Maxillary anterior periapical radiograph showing displacement of the midline suture.
Vertical gingival heights of the six maxillary anterior teeth were not ideal. The recommended approach of obtaining gingival margins that are higher on the central incisor, lower on the lateral incisor, and higher on the canine were not followed.14,15 While an attempt was made to extrude the canines and reduce the cusp tip to correct gingival margin heights, sensitivity was encountered. This resulted in positioning the gingival margins of the canines at the same level as the central incisors. The first premolars were not intruded or restored, as recommended by Rosa et al.,14 to avoid additional restorative care with associated financial burden for the patient. Furthermore, there were concerns regarding the potential for vertical bone heights to be compromised in the area of first premolar intrusion in canine substitution cases.14,16 Rosa et al.17 showed long-term follow-up and confirmed previous concern about interproximal bone heights of intruded premolars. Additionally, a long upper lip helped to conceal the gingival esthetics in this patient.
Follow-up photographs taken 18 months after orthodontic treatment (Figure 13) demonstrated good stability and esthetics. It was difficult to create ideal crown form and emergence profile on the lateral incisor substituting for the missing central incisor due to the need to overcontour the restoration mesiodistally due to its smaller root diameter and mesiodistal tooth position. Placing the proximal finish line slightly subgingival on the lateral incisor provided a smooth transition from the cervical margin to the incisal edge. Symmetry between the maxillary lateral incisors and the right maxillary central incisor that was moved to the opposite side was achieved.13 Porcelain veneers were selected as the most conservative predictable treatment rehabilitation option because of the reported estimated survival rate of 94.4% after 5 years, 93.5% at 10 years, and 82.9% at 20 years.18 Gingival tissue contours around the restored four maxillary anterior teeth demonstrated central papilla fill 6 months after cementation with slight variation in the gingival margin of the two central incisors (Figure 14). This was consistent with Czochrowska et al.,19 who reported that width at the gingival margin of the recontoured lateral incisor did not match the appearance of the controls in 25% of the patients.
The patient and her parent were satisfied with the final results of this treatment.
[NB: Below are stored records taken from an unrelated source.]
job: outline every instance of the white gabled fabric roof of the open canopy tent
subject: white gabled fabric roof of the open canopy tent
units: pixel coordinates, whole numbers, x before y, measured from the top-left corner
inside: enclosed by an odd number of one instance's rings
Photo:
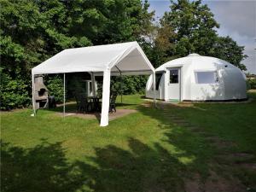
[[[152,73],[152,67],[143,49],[137,42],[98,45],[84,48],[65,49],[32,68],[32,74],[111,72],[125,74]]]

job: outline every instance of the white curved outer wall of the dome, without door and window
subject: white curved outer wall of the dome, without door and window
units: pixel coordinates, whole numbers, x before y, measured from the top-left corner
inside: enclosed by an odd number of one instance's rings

This is consistent with other studies that evaluated patient satisfaction with esthetics following orthodontic space opening and prosthetic replacement vs space closure in patients with missing lateral incisors; patients reported higher satisfaction with orthodontic space closure.20–22
CONCLUSIONS
This article presented orthodontic space closure and substitution as an option for managing avulsed maxillary central and lateral incisors in a growing patient with a Class I malocclusion. This treatment included moving a central incisor across the midline, substituting a lateral incisor for a central incisor in combination with canine substitution.
Ceramic veneers could be used successfully in patients with missing lateral incisors and canine substitution.